Friedman, Externalities, and the Difference Between a Smart, Honest Conservative and an Idiot

Via Avedon Carol, we get to Nathan Gardels who relates some comments from his interview with Milton Friedman – apparently Friedman’s last interview:

Gardels: In the end, your ideas have triumphed over Marx and Keynes. Is this, then, the end of the road for economic thought? Is there anything more to say than free markets are the most efficient way to organize a society? Is it the “end of history,” as Francis Fukuyama put it?

Friedman: Oh no. “Free markets” is a very general term. There are all sorts of problems that will emerge. Free markets work best when the transaction between two individuals affects only those individuals. But that isn’t the fact. The fact is that, most often, a transaction between you and me affects a third party. That is the source of all problems for government. That is the source of all pollution problems, of the inequality problem. This reality ensures that the end of history will never come.
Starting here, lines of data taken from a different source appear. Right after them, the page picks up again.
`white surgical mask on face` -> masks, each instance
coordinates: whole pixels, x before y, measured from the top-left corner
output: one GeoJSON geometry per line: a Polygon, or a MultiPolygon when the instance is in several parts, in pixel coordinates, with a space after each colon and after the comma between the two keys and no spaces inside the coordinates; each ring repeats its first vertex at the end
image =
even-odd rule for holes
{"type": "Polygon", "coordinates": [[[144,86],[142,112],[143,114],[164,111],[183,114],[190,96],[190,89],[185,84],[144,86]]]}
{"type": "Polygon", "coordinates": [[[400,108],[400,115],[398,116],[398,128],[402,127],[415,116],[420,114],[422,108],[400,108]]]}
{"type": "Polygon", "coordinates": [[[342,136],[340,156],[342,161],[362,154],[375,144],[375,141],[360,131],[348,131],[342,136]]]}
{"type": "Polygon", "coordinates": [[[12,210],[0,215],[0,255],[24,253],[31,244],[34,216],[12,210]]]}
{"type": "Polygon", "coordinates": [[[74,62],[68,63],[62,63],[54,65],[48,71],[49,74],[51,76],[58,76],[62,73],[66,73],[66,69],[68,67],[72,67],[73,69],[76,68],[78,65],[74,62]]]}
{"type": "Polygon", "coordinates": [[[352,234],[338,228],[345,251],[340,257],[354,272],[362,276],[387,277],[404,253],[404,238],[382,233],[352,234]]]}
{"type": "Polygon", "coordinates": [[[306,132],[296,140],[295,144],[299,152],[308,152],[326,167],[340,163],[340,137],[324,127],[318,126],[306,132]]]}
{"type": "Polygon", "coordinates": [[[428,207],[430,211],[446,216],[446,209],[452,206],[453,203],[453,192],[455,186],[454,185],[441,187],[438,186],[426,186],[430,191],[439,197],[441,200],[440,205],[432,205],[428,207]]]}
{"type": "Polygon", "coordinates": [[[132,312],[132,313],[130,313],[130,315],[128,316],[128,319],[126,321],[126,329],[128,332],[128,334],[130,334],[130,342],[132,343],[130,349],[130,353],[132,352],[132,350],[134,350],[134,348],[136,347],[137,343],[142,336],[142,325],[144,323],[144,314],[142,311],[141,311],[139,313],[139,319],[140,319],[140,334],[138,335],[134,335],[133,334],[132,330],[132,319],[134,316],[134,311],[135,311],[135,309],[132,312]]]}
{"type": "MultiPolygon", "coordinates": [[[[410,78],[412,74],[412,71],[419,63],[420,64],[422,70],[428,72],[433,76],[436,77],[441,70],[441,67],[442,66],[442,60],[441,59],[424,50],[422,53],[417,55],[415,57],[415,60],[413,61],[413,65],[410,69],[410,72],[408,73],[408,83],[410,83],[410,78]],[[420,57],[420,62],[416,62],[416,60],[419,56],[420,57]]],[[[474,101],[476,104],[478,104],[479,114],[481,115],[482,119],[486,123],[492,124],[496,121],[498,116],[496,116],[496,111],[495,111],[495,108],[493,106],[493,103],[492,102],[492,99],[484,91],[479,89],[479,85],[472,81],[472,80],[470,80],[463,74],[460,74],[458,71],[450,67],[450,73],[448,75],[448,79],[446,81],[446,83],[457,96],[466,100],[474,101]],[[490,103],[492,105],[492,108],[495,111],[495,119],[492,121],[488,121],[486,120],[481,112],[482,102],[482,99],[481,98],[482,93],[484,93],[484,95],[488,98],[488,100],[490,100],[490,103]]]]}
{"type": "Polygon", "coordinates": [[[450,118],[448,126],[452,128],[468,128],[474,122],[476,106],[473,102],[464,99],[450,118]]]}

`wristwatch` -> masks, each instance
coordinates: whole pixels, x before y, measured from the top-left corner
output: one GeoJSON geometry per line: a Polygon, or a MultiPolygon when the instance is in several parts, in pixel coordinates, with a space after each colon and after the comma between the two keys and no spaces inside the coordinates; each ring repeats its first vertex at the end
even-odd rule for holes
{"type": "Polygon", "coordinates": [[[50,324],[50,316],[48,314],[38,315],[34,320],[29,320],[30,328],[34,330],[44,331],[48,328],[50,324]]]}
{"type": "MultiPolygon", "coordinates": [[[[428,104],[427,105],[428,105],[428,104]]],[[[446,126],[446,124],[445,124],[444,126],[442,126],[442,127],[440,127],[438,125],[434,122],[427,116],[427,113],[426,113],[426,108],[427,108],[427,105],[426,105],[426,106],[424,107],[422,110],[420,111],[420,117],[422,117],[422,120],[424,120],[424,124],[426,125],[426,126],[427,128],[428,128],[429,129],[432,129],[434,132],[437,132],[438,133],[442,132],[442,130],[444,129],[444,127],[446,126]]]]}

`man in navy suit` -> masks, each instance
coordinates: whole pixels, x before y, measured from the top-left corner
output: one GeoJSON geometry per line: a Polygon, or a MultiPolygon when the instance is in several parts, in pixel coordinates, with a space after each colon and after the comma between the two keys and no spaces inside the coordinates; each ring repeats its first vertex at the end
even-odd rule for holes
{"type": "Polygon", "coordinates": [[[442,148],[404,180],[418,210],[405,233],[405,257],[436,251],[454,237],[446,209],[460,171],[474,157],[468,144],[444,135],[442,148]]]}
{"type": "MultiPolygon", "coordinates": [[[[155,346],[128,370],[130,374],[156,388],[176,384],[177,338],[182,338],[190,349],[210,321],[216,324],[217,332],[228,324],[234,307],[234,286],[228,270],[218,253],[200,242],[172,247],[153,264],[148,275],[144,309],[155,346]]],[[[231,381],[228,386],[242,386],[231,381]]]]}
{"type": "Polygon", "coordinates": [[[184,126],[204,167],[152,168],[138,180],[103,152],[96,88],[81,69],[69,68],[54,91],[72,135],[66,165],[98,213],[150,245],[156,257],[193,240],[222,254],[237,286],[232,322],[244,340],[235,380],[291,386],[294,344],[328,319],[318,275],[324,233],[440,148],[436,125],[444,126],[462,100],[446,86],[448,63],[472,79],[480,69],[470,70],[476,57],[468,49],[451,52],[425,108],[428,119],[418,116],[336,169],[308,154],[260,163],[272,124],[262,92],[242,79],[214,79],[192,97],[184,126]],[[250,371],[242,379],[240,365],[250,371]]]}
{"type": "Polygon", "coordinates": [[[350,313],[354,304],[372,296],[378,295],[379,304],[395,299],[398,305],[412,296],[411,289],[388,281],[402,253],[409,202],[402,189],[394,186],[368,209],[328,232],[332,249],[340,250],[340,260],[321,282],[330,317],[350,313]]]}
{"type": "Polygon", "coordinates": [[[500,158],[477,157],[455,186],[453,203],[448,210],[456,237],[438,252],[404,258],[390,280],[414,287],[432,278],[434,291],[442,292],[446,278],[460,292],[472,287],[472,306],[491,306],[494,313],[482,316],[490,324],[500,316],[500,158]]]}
Gee, Milton Friedman was concerned about externalities. I’ve noted on other posts that in my exchanges with Arnold Harberger, I always found him to be very concerned about externalities as well. There, ladies and gentlemen, I believe is the difference between a smart, honest conservative and an idiot: the former recognizes that externalities are a problem and there’s some sort of a role for government in correcting them. The latter talks only about the beauty of the free market and property rights.